Another delimiting pattern to consider is punctuation that ends a sentence (.
and !
in these examples), if there are no such characters in steps' description and there are no multiple sentences
my @s = $steps =~ / [0-9]+\. .*? [.!] /xg;
Augment the list of patterns that end an item's description as needed, say with a ?
, and/or ."
sequence as punctuation often goes inside quotes.‡
If an item can have multiple sentences, or use end-of-sentence punctuation mid-sentence (as a part of a quotation perhaps) then tighten the condition for an item's end by combining footnotes -- end-of-sentence punctuation and followed by number+period
my @s = $steps =~ /[0-9]+\. .*? (?: \."|\!"|[.\!]) (?=\s+[0-9]+\. | \z)/xg;
If this isn't good enough either then we'd really need a more precise description of that text.

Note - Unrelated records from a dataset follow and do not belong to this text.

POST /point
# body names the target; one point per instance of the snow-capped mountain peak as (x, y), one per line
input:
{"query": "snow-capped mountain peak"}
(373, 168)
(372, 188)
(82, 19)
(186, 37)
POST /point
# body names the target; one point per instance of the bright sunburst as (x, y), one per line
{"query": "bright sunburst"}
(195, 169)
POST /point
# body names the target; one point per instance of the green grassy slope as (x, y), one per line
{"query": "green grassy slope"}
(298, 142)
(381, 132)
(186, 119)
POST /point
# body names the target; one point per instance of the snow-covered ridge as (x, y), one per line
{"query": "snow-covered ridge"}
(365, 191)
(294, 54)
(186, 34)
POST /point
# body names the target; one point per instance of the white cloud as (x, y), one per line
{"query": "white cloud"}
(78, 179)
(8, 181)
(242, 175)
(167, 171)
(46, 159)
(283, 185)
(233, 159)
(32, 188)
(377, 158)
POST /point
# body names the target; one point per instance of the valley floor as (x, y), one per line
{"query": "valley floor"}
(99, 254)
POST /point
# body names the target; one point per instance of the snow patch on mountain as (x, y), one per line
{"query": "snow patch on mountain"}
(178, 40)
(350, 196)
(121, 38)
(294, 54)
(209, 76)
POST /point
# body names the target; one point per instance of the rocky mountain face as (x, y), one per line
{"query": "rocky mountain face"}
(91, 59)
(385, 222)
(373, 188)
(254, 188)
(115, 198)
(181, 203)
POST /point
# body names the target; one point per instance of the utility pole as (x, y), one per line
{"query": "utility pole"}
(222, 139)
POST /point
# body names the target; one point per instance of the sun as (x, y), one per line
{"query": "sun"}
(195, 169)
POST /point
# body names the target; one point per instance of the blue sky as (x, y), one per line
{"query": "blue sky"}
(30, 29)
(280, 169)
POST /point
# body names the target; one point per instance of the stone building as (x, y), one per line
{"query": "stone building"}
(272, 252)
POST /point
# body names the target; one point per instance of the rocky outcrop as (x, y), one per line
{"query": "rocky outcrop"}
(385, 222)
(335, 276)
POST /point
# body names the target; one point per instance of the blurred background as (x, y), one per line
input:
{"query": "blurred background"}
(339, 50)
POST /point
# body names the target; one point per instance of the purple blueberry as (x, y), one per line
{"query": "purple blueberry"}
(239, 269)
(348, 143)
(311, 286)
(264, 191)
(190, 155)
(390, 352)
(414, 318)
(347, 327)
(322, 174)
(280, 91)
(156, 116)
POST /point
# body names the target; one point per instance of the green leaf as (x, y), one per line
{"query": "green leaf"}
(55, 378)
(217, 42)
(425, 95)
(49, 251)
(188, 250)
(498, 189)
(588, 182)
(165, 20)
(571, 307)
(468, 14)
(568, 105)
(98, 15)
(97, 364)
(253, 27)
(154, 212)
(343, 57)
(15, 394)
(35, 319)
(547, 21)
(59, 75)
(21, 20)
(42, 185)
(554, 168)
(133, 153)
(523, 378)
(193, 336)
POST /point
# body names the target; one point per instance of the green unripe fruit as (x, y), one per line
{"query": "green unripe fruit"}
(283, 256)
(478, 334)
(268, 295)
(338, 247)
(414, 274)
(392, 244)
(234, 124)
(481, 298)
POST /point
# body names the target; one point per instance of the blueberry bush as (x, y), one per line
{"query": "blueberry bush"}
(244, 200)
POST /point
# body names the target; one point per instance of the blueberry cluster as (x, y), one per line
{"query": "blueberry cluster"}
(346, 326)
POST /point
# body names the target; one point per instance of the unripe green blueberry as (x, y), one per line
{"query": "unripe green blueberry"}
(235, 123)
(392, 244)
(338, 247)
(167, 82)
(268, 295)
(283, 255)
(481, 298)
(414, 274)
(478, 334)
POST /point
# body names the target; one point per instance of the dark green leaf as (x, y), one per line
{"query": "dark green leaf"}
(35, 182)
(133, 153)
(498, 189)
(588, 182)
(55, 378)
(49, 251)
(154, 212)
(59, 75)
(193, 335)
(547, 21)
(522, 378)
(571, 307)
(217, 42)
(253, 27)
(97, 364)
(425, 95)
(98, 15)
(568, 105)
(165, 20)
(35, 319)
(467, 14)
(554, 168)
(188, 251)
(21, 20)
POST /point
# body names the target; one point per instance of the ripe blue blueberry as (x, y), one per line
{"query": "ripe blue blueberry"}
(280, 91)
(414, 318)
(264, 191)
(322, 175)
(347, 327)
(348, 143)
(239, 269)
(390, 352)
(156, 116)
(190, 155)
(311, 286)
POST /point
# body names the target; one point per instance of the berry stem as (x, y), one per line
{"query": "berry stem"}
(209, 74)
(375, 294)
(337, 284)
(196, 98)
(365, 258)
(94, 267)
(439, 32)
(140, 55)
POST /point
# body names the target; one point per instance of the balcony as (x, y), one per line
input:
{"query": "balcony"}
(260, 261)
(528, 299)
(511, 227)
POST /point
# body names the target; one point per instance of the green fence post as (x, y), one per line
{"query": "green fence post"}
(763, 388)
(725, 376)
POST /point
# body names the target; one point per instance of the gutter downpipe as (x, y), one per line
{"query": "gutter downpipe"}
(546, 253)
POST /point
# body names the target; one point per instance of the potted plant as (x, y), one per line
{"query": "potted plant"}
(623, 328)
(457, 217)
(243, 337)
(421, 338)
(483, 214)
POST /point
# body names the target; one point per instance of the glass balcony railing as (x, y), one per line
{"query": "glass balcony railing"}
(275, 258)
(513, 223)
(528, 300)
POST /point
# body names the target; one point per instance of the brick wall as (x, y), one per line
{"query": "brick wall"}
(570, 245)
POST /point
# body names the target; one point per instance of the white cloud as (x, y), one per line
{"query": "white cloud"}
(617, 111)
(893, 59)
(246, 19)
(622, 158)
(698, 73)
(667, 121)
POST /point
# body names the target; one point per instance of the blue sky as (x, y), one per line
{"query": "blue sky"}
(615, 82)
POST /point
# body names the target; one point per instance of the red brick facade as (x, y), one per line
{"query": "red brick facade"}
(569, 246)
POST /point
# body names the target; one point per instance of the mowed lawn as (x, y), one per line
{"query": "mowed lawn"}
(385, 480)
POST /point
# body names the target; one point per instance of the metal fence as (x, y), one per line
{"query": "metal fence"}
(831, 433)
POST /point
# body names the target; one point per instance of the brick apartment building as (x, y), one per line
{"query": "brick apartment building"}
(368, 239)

† An approach using a "numbers-period" pattern to delimit item's description, like
/ [0-9]+\. .*? (?=\s+[0-9]+\. | \z) /xg;
(or in a lookahead in split
) fails with text like
1. Only $2.50
or 1. Version 2.4.1
...
‡ To include text like 1. Do "this."
and 2. Or "that!"
we'd want
/ [0-9]+\. .*? (?: \." | !" | [.!?]) /xg;
Upvotes: 3
Reputation: 6808
Following sample code demonstrates power of regex to fill up %steps
hash in one line of code.
Once the data obtained you can dice and slice it anyway your heart desires.
Inspect the sample for compliance with your problem.
use strict;
use warnings;
use feature 'say';
use Data::Dumper;
my($str,%steps,$re);
$str = '1.Do this. 2.Then do that. 3.And then maybe that. 4.Complete!';
$re = qr/(\d+)\.(\D+)\./;
%steps = $str =~ /$re/g;
say Dumper(\%steps);
say "$_. $steps{$_}" for sort keys %steps;
Output
$VAR1 = {
'1' => 'Do this',
'2' => 'Then do that',
'3' => 'And then maybe that'
};
1. Do this
2. Then do that
3. And then maybe that
Upvotes: 0
Reputation: 386426
I would indeed use split
. But you need to exclude the digit from the match by using a lookahead.
my @steps = split /\s+(?=\d+\.)/, $steps;
Upvotes: 4